Stiamo parlando di acido peracetico, esso degrada in acido acetico e non lascia residui. Anzi, li lascia, ma sono termolabili.
contestazione sull’irritazione degli operatori:suppongo che un’azienda alimentare “per evitare il contatto diretto con gli operatori” abbia delle procedure dedicate, ma mica si vogliono disinfettare gli operatori ma i polli! e prima che le normali procedure igieniche c’è la 81/08 che ne prescrive la gestione del rischio.
Perdona il sarcasmo ma non vedo molecola più semplice a parità di efficacia.
Poi, ce ne fosse un residuo tu stesso dici che “degrada ad alta temperatura”. Perfetto, mai nessuno mangia un pollo crudo.
Perdona il tono polemico, ma cosa vogliamo usare per disinfettare, citrato d’argento?
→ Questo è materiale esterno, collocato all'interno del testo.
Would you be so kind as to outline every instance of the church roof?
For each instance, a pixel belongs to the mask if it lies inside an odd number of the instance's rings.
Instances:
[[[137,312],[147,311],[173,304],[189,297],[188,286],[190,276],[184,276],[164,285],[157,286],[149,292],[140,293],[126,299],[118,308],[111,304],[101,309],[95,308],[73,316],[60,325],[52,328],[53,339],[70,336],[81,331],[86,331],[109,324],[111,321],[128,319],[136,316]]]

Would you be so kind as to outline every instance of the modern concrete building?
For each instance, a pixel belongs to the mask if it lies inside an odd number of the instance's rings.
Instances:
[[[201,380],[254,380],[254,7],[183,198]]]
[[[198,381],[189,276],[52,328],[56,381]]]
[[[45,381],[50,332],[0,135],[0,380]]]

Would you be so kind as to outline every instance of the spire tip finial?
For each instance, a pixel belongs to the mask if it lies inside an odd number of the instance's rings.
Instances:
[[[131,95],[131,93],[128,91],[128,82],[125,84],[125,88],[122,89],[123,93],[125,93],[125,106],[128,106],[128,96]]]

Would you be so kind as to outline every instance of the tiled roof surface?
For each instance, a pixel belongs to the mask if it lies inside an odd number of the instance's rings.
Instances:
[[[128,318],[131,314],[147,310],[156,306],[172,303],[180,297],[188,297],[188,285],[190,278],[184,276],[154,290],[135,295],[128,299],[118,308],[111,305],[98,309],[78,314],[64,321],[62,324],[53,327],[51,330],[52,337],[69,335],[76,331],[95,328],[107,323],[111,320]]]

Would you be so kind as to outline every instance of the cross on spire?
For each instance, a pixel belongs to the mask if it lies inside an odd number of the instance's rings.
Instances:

Scusate l’ignoranza ma dato che nessuno mangia il pollo crudo a che cosa serve disinfettarlo? Questa pratica di disinfettare la carne sarebbe a vantaggio del consumatore perché esiste un reale problema di contrarre infezioni per la carica batterica residua sulla carne o é un vantaggio per il produttore che così allungherebbe la scadenza della carne?
Un alimento crudo con un’elevata carica batterica in giro nei supermercati , in casa non è il massimo. Esiste la cross contamination da non sottovalutare
Si, ma i dati sui problemi causati dalla cross contamination della carne di pollosono davvero così allarmanti? A me la prima cosa che viene in mente sono le infinite possibilità che si aprono ai produttori di carne scadente. Disinfettare la carne mi fa pensare a quanto potrebbe peggiorare la qualità del lavoro che viene effettuato sulle carni e sulla qualità della carne stessa. Buone pratiche di macellazione non possono già ridurre i rischi di cross contamination?
concordo pienamente con il sig. David, ero responsabile A.Q. in industria Casearia e Agroalimentare e l’acido peracetico si è dimostrato ottimo disinfettante e sanificante.
Se ho capito bene, il problema non è legato all’acido peracetico in sé, ma ad uno stabilizzante che gli viene aggiunto, l’acido etidronico (HEDP). E’ di quest’ultimo che non si conosce con precisione la posibile tossicità
Il campylobacter ringrazia sentitamente.